Yes, and it is the same idea, but using ref mut instead of ref:
match self.value /*: Option<R>*/ {
Some(ref mut x /*bind by ref mut to a R => &mut R*/ ) => x /*: &mut R*/,
or:
match &mut self.value /*: &mut Option<R>*/ {
&mut Some(ref mut x /*bind by ref mut to a R => &mut R*/ ) => x /*: &mut R*/,
or, with match ergonomics:
match &mut self.value /*: &mut Option<R>*/ {
Some(x /*: &mut R*/ ) => x /*: &mut R*/,
Thank you very much for the clarification.
The major point I don't understand is with the 'None' branch.
What I understand is:
match &mut self.value /* Mutable borrow occurs here */{
Some(x) => x, /* Return mutable borrow of self.value.'x' */
None => {
let v = (self.calculation)(param);
self.value = Some(v); /* Not working because self.value is already borrowed */
self.value.as_ref().unwrap() /* Same problem here */
}
}
Is there a way to retrieves the mutable borrow of self.value in 'None' branch?

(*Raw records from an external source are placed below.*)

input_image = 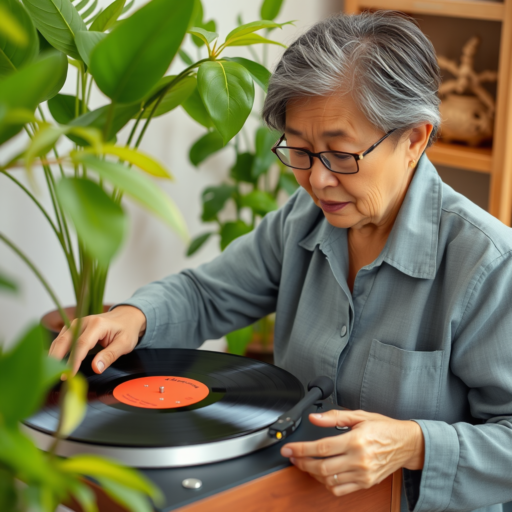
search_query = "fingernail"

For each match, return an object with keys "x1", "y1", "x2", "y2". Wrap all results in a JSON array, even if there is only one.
[
  {"x1": 281, "y1": 448, "x2": 292, "y2": 457},
  {"x1": 311, "y1": 413, "x2": 323, "y2": 419},
  {"x1": 290, "y1": 457, "x2": 296, "y2": 464},
  {"x1": 97, "y1": 361, "x2": 104, "y2": 372}
]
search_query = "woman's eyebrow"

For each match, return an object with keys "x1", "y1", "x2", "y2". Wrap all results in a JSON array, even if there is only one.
[{"x1": 284, "y1": 126, "x2": 353, "y2": 139}]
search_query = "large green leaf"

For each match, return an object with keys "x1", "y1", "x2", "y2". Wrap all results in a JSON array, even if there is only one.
[
  {"x1": 85, "y1": 144, "x2": 172, "y2": 179},
  {"x1": 56, "y1": 177, "x2": 128, "y2": 265},
  {"x1": 186, "y1": 232, "x2": 213, "y2": 257},
  {"x1": 252, "y1": 126, "x2": 280, "y2": 178},
  {"x1": 197, "y1": 60, "x2": 254, "y2": 144},
  {"x1": 224, "y1": 33, "x2": 286, "y2": 48},
  {"x1": 240, "y1": 190, "x2": 278, "y2": 216},
  {"x1": 21, "y1": 0, "x2": 87, "y2": 60},
  {"x1": 89, "y1": 0, "x2": 125, "y2": 32},
  {"x1": 71, "y1": 154, "x2": 188, "y2": 241},
  {"x1": 182, "y1": 86, "x2": 212, "y2": 128},
  {"x1": 48, "y1": 93, "x2": 89, "y2": 124},
  {"x1": 220, "y1": 220, "x2": 252, "y2": 250},
  {"x1": 68, "y1": 101, "x2": 141, "y2": 143},
  {"x1": 225, "y1": 20, "x2": 290, "y2": 42},
  {"x1": 188, "y1": 26, "x2": 218, "y2": 46},
  {"x1": 141, "y1": 75, "x2": 196, "y2": 119},
  {"x1": 0, "y1": 0, "x2": 39, "y2": 78},
  {"x1": 60, "y1": 455, "x2": 162, "y2": 501},
  {"x1": 60, "y1": 373, "x2": 88, "y2": 436},
  {"x1": 0, "y1": 324, "x2": 47, "y2": 425},
  {"x1": 189, "y1": 130, "x2": 225, "y2": 166},
  {"x1": 97, "y1": 478, "x2": 153, "y2": 512},
  {"x1": 226, "y1": 325, "x2": 253, "y2": 355},
  {"x1": 230, "y1": 151, "x2": 256, "y2": 183},
  {"x1": 260, "y1": 0, "x2": 285, "y2": 21},
  {"x1": 224, "y1": 57, "x2": 270, "y2": 92},
  {"x1": 0, "y1": 424, "x2": 51, "y2": 483},
  {"x1": 75, "y1": 30, "x2": 106, "y2": 67},
  {"x1": 89, "y1": 0, "x2": 194, "y2": 103},
  {"x1": 0, "y1": 50, "x2": 67, "y2": 144},
  {"x1": 201, "y1": 184, "x2": 236, "y2": 222}
]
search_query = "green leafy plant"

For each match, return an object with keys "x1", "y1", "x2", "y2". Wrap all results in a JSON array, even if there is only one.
[
  {"x1": 185, "y1": 0, "x2": 298, "y2": 355},
  {"x1": 0, "y1": 0, "x2": 291, "y2": 322},
  {"x1": 0, "y1": 0, "x2": 293, "y2": 509}
]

I found a workaround but I need to borrow outside the match like this:
let mut_ref_of_value = &mut self.value;
match mut_ref_of_value {
Some(x) => x,
None => {
let v = (self.calculation)(param);
*mut_ref_of_value = Some(v);
mut_ref_of_value.as_ref().unwrap()
}
}
Ok after a deep research on the web I found this :
match &mut self.value {
Some(x) => x,
value_ref @ None => {
let v = (self.calculation)(param);
*value_ref = Some(v);
value_ref.as_ref().unwrap()
}
}
This is not very well documented, I found this in an old version of the book Patterns
It also appears here Match expressions - The Rust Reference but is totally ignored in the documentation.